La flotta ombra del petrolio sanzionato non tornerà più nei ranghi

Una petroliera senza transponder acceso, battente bandiera del Camerun, con oltre 100.000 tonnellate di greggio russo a bordo: è la fotografia di giugno 2026, quando la Royal Navy britannica l’ha intercettata nella Manica. Episodi come questo, sempre più frequenti, sono al centro di un’analisi di Nitya Labh pubblicata da Chatham House, secondo cui le sanzioni occidentali stanno trasformando senza volerlo la cosiddetta ‘shadow fleet’ in un sistema commerciale parallelo, difficilmente reversibile anche in caso di distensione diplomatica.
Le reti clandestine che aggirano gli embarghi su petrolio russo, iraniano e venezuelano esistono da decenni, spiega l’autrice, ricorrendo a transponder spenti, bandiere di comodo e trasferimenti ship-to-ship in mare aperto. Dall’invasione russa dell’Ucraina nel 2022, però, la scala del fenomeno è cambiata: da circa 200 navi ombra prima del conflitto si è passati a oltre 1.300 unità, pari ad almeno una petroliera su cinque nel mondo, per lo più legate alla Russia ma difficili da attribuire con certezza per l’opacità delle società di comodo che le possiedono.
Il rapporto documenta un processo di istituzionalizzazione. Nel settore assicurativo, mentre le compagnie occidentali si ritirano progressivamente dalla copertura di navi ad alto rischio, quelle russe hanno colmato il vuoto: nel 2024 gli assicuratori marittimi russi hanno registrato un aumento del 42% dei premi su scafo e macchinario, e oggi quasi una petroliera su tre in transito nel Baltico porta certificati di assicuratori russi o a essi collegati. Nel 2024 l’India ha inoltre approvato quattro assicuratori russi per la copertura di navi dirette nei propri porti.
Parallelamente cresce il commercio in valute diverse dal dollaro tra i paesi BRICS: se nel 2022 quasi nessuna esportazione russa era regolata in yuan, nel 2024 la quota è salita al 36%. Solo a giugno 2026 l’India, secondo acquirente di greggio russo, ha importato petrolio da Mosca per 6,7 miliardi di dollari, in gran parte pagati in yuan e rubli.
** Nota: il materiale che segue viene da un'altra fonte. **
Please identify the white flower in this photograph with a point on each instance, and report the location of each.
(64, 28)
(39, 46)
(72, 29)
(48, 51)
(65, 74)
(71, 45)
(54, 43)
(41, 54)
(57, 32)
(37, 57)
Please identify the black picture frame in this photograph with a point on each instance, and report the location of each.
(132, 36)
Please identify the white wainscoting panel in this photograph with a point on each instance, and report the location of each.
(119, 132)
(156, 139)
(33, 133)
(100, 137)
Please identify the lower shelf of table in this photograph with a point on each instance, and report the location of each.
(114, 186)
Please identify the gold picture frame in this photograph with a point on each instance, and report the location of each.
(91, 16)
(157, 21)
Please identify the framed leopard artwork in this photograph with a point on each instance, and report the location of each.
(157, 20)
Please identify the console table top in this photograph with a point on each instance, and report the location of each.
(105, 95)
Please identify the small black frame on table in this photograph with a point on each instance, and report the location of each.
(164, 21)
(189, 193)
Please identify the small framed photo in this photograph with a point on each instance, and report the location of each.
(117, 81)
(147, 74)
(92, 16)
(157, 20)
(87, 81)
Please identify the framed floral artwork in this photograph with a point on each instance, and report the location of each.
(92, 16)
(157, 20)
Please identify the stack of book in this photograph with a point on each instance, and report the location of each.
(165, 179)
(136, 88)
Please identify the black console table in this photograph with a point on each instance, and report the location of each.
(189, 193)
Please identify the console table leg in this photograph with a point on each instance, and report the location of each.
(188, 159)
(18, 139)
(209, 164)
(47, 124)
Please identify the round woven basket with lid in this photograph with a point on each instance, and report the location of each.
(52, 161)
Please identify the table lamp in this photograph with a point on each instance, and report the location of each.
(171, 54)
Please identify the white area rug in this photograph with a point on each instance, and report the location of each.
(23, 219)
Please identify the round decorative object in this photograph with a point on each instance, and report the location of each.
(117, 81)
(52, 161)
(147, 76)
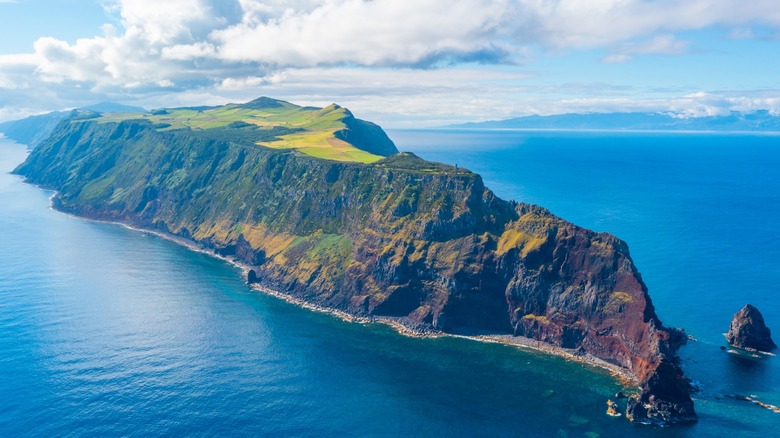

La chiusura dello Stretto di Hormuz ha ulteriormente alimentato la domanda di greggio sanzionato, che oggi rappresenta il 18% della capacità globale delle petroliere: la raffineria unica delle Filippine ha acquistato 2,5 milioni di barili di greggio russo a marzo, mentre a luglio una nave ombra è stata avvistata compiere trasferimenti di petrolio iraniano al largo della Malesia.
Il testo segnala anche il rischio di scontro diretto. Nei primi sei mesi del 2026 sono state sequestrate nove navi sospette in Europa, quattro delle quali dalla Francia. Ma il tentativo estone di fermare la petroliera Jaguar nel Baltico a maggio ha spinto Mosca a inviare un caccia Su-35 nello spazio aereo NATO, mentre a giugno il Cremlino ha redatto un decreto per estendere la bandiera russa a un maggior numero di navi ombra, ponendole sotto protezione statale. India e Russia hanno inoltre firmato un accordo militare quinquennale per il reciproco dispiegamento di navi da guerra, portando l’Unione Europea ad autorizzare le proprie forze navali nell’Oceano Indiano a intercettare le unità sospette.
Il commento di GrNet.it
L’analisi si concentra sulla dimensione economica e finanziaria del fenomeno, ma lascia sullo sfondo un dato che per chi valuta la postura navale italiana nel Mediterraneo dovrebbe pesare di più: l’estensione della bandiera russa a un numero crescente di navi ombra cambia la natura giuridica di ogni intercettazione, trasformando un controllo doganale in un potenziale incidente tra Stati. Le Marine europee, compresa quella italiana, si trovano quindi a dover distinguere in tempo reale tra una petroliera di comodo e una unità sotto protezione statale russa, con margini di errore ridotti e conseguenze potenzialmente diverse da quelle di un’ispezione ordinaria. Il precedente del Su-35 inviato dopo il caso Jaguar indica che Mosca è disposta a rispondere anche fuori dal Baltico, area storicamente più sensibile di quanto non sia il Mediterraneo centrale, ma non per questo estranea alle rotte della flotta ombra. Per la Marina Militare italiana, impegnata in compiti di sorveglianza marittima, la questione non è solo di enforcement sanzionatorio ma di regole d’ingaggio aggiornate a uno scenario in cui la controparte non è più solo criminale ma sempre più spesso statale.